The hypothetical index beat the S&P 500 by 2.2 percentage points on an annualized basis. More striking still, it did better in rising and falling markets and regardless of the interest rate or business cycle.

“The returns didn’t surprise us,” Hsu says. “It makes sense that you should do better relatively than market-cap-weighted indexes where prices overshoot fundamentals on the way up and the way down. But what did surprise us was how robust the results were across a range of market and economic environments.”

Similar trials in international markets were even more impressive. Data soon to be released by Nomura Securities will show that a comparably constructed international index, the FTSE RAFI global ex US 1000, would have bettered the MSCI world index by 3.2 percentage points since 1962 on an annualized basis. Mark Makepeace, chief executive of FTSE Group in London, says that the U.S. index -- the FTSE RAFI 1000 -- and the international version will be introduced in the next few months.
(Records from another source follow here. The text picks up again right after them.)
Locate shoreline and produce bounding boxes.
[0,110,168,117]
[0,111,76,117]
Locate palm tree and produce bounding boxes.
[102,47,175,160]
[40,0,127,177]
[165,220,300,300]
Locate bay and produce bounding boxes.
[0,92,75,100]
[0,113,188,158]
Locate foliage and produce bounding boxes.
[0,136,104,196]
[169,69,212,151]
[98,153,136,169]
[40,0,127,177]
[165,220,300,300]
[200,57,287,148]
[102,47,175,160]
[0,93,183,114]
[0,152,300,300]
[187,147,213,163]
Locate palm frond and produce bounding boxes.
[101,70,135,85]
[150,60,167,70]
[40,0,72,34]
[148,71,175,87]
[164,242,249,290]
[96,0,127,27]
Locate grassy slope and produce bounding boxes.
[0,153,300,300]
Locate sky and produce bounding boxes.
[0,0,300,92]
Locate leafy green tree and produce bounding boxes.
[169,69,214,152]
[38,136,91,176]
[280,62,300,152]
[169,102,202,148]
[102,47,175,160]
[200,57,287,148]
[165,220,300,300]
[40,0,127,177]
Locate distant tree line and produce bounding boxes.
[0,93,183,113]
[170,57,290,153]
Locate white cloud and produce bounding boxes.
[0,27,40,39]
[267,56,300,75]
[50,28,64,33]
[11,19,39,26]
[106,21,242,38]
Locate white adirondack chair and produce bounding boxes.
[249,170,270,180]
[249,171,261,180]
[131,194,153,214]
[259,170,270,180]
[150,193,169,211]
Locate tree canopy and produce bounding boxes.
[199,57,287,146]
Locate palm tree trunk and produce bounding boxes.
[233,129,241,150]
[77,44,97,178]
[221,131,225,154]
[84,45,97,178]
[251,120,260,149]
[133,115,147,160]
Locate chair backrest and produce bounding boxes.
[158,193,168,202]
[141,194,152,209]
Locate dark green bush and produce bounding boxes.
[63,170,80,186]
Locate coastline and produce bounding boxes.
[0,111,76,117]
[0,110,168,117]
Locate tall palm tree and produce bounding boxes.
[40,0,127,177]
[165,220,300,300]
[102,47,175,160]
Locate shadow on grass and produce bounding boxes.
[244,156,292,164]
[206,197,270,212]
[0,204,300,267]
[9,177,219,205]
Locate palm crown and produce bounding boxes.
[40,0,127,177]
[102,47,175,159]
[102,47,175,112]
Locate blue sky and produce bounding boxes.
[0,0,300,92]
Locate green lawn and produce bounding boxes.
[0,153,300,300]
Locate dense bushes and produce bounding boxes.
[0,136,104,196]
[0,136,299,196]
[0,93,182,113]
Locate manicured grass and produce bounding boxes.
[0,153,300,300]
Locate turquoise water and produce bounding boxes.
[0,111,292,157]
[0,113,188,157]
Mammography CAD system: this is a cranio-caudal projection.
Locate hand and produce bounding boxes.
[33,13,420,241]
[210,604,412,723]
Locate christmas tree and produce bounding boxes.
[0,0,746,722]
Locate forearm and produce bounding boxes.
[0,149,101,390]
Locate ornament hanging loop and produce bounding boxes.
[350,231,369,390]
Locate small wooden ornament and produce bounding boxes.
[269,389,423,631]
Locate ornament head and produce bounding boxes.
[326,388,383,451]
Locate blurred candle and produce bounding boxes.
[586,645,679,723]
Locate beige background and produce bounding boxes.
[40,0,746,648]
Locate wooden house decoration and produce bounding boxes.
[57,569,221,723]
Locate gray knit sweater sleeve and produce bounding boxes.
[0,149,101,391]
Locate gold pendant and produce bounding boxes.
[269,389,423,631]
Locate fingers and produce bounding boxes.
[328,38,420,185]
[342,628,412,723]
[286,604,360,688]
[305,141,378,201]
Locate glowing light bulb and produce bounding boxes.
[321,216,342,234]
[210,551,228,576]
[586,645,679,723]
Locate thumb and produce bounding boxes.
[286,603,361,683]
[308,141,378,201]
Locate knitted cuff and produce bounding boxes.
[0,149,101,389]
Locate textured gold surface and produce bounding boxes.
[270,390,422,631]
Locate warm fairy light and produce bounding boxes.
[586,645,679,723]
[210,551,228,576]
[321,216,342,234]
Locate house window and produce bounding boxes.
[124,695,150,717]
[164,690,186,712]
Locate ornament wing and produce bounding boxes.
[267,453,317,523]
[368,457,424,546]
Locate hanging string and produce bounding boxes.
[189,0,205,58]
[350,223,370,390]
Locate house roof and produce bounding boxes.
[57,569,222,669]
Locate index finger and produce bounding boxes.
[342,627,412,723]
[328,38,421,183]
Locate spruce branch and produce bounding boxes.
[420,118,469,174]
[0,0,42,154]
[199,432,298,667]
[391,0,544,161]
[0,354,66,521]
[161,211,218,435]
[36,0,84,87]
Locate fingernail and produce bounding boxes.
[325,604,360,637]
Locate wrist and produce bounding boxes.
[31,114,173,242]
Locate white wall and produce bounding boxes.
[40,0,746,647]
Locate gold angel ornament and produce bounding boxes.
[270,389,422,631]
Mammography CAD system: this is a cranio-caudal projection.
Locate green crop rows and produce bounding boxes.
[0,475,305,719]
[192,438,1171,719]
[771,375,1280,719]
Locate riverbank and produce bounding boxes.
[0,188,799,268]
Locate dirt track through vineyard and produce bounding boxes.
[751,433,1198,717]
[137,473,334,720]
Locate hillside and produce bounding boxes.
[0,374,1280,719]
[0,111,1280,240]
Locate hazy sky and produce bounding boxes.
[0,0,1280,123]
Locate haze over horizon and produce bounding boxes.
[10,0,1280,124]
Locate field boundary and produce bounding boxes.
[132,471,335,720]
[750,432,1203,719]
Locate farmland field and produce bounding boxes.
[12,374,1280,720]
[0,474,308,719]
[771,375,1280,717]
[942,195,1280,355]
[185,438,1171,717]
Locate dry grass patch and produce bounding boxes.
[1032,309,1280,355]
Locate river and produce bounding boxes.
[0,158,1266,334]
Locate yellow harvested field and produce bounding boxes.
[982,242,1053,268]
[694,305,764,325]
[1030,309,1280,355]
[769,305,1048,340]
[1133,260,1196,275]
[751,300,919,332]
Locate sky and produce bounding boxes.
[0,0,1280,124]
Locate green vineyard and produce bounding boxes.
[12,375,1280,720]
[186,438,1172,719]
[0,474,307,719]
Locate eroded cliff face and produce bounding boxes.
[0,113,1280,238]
“This index is designed to be transparent in its methodology and readily replicable,” Makepeace says. “All the contact we have had from the big indexation specialists suggests they will look to offer this product alongside their existing market-cap-weighted index products.”

Comments Watson Wyatt’s Urwin: “We think fundamental indexes are a valuable contribution. Alpha is all the rage at the moment, but there are beta opportunities being left on the table.”

Commodities indexes are often overlooked. Although some of the world’s most sophisticated institutional investors, such as Dutch pension funds ABP and PGGM and the Ontario Teachers’ Pension Plan Board, readily invest in commodities, these and other institutions generally steer clear of commodities indexes. One reason: Many are reluctant to use derivatives.

Commodities, in addition to offering diversification -- they typically have a negative correlation with the S&P 500 -- have benefited from exploding demand stoked by a booming China. The Goldman Sachs commodity index (GSCI) gained 18 percent in 2004. This year through the end of August it returned 31 percent.

For an investor in commodities indexes, the best strategy since August 1998 would have been to track the Rogers International commodities index, which debuted that month. The index’s return through the end of July was a cumulative 187.6 percent, compared with 21.3 percent for the S&P 500.

Yet as Michael O’Brien, head of European relationship management at Barclays Global Investors in London, admits, institutional investors are tepid toward commodities indexes. BGI’s funds tracking the GSCI -- an ETF, a U.K. closed-end investment trust and pooled funds for institutions -- have raised only slightly more than $600 million since 1996.

“Funds see the diversification benefits, and we argue that commodities are a good beta to add to your portfolio,” O’Brien says. “But there is no consensus that commodities are a good thing, while most funds espouse the merits of alpha.”

Jim Rogers, who developed the eponymous commodities index, knows all about alpha: He was one of the founders of hedge fund legend George Soros’ Quantum Fund. Yet Rogers was so convinced that there would be a secular bull market in commodities that he sought to capture the beta of that asset class through his index. Commonly known as RICI, it corrects a common complaint about the Goldman commodities index -- that it overweights energy. GSCI gives a 75 percent weighting to crude oil, diesel, gasoline and natural gas; RICI’s equivalent heft is just 44 percent.

“Like all successful investors, Jim is a pragmatist as well as a visionary,” says Lionel Motière, chairman of Lausanne, Switzerlandbased Diapason Commodities Management, which licenses the index and manages $1.5 billion tracking it. “Alpha is the new El Dorado, but for many investors it will prove to be equally elusive.”